«Каббалисты говорили, что у Бога нет положительных свойств, а только отрицательные. Он эн-соф, то есть безграничный, всевмещающий — вот это самое страшное, это Скука <…>. Если бы Вы знали, как быстро я иду „путем усталости“, но это не путь к Богу, ибо в нем нет ни любви, ни ненависти»[81]
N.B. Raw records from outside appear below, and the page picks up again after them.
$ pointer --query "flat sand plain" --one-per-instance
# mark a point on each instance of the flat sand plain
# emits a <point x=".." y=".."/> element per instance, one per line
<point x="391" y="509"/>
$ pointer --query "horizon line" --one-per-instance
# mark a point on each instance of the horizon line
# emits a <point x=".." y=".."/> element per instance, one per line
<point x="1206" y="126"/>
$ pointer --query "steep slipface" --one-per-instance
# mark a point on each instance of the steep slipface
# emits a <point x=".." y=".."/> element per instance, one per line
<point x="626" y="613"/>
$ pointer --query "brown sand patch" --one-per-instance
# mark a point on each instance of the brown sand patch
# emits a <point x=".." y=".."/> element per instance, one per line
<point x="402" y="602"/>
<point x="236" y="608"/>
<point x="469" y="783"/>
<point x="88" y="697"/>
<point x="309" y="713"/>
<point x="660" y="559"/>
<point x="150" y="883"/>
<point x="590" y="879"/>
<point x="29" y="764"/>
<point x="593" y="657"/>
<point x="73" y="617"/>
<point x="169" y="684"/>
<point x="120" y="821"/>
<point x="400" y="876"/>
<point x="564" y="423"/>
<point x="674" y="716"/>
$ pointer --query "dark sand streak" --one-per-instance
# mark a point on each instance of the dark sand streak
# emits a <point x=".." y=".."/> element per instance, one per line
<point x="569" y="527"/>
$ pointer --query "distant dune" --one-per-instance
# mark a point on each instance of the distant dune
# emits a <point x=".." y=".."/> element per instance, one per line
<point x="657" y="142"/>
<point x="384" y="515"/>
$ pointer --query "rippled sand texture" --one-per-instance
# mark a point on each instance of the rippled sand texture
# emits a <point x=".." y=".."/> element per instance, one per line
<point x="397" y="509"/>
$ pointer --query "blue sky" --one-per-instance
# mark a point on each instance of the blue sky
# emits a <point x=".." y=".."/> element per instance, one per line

.Путь, пройденный Эренбургом-поэтом за 6 лет, путь, в части поэтики условно помечаемый вехами символизм — акмеизм — футуризм (причем только последний его отрезок Эренбург считал «своим»), ретроспективно выглядит понятным, однако предсказать его было невозможно. В этом смысле характерны два суждения В. Я. Брюсова о поэзии Эренбурга — 1911: «Вероятно, его стихотворениям всегда останутся присущи два недостатка, которые портят его первый сборник: холодность и манерность»[82]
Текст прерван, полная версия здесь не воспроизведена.